The span of two linearly independent vectors in three-dimensional space forms a plane through the origin.
If the vectors are linearly dependent, their span does not increase beyond the span of any subset of those vectors.
To find out if a vector is in the span of a set of vectors, you can set up a system of equations to see if you can express that vector as a linear combination of the others.
The concept of span is fundamental in determining whether a set of vectors forms a basis for a vector space.
Review Questions
How can you determine if a particular vector is included in the span of a given set of vectors?

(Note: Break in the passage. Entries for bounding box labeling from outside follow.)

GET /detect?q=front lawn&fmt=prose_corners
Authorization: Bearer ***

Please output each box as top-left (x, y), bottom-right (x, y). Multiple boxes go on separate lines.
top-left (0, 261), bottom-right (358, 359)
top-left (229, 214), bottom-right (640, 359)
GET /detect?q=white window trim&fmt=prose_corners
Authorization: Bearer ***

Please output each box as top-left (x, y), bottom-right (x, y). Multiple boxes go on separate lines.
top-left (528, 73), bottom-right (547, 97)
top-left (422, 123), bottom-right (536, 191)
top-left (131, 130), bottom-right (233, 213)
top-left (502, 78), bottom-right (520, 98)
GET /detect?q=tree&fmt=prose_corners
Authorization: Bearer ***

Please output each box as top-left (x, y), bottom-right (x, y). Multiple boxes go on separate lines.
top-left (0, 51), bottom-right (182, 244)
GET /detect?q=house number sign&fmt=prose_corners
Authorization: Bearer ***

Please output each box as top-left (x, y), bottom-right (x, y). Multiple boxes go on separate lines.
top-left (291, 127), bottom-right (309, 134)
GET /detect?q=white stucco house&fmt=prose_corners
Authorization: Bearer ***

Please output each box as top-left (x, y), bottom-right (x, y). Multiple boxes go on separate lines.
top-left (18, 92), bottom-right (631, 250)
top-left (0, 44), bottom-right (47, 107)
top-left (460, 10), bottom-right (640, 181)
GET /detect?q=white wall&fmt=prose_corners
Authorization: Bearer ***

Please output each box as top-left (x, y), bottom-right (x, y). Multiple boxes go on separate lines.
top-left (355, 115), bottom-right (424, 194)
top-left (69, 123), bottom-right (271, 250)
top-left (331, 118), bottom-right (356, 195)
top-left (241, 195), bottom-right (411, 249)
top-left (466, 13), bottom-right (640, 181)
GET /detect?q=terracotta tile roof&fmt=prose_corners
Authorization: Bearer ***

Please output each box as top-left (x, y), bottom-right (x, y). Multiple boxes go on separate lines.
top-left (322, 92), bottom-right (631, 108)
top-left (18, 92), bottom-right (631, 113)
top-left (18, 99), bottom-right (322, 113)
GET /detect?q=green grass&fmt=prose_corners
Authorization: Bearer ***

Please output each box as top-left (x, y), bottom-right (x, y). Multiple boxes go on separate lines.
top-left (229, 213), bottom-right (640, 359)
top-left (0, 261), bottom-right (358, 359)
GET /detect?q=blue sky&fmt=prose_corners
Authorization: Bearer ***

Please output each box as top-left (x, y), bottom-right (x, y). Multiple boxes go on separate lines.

To determine if a vector is included in the span of a set of vectors, you can create a system of linear equations where the target vector is expressed as a linear combination of the given vectors. This involves assigning coefficients to each vector and solving for these coefficients. If you find a solution that satisfies all equations, then the vector lies within the span. If no solution exists, it means that the vector cannot be formed from those vectors.
In what ways does the concept of span relate to linear independence and basis within a vector space?
Span is deeply connected to linear independence and basis because it helps define how much space can be covered by a set of vectors. A basis is defined as a set of vectors that are both linearly independent and whose span fills up the entire vector space. If any vector in a basis can be expressed as a linear combination of others, then it is not independent, which would reduce the dimension and coverage of their span. Thus, analyzing span allows us to understand and verify properties related to independence and basis.
Evaluate how changing one vector in a linearly independent set affects its span and overall structure as a basis.
Changing one vector in a linearly independent set can have significant implications for its span and whether it still forms a basis. If the new vector remains linearly independent from the others, it may expand the span, allowing for more coverage in the vector space. However, if this new vector can be represented as a linear combination of existing vectors, it would render the set linearly dependent, potentially reducing its effectiveness as a basis. This highlights how carefully selecting vectors is critical for maintaining the desired dimensional properties and coverage within the space.
Related terms
Linear Combination: A linear combination is an expression formed by multiplying each vector in a set by a scalar and then adding the results together.
A basis is a set of linearly independent vectors that spans a vector space, meaning every vector in that space can be expressed as a linear combination of the basis vectors.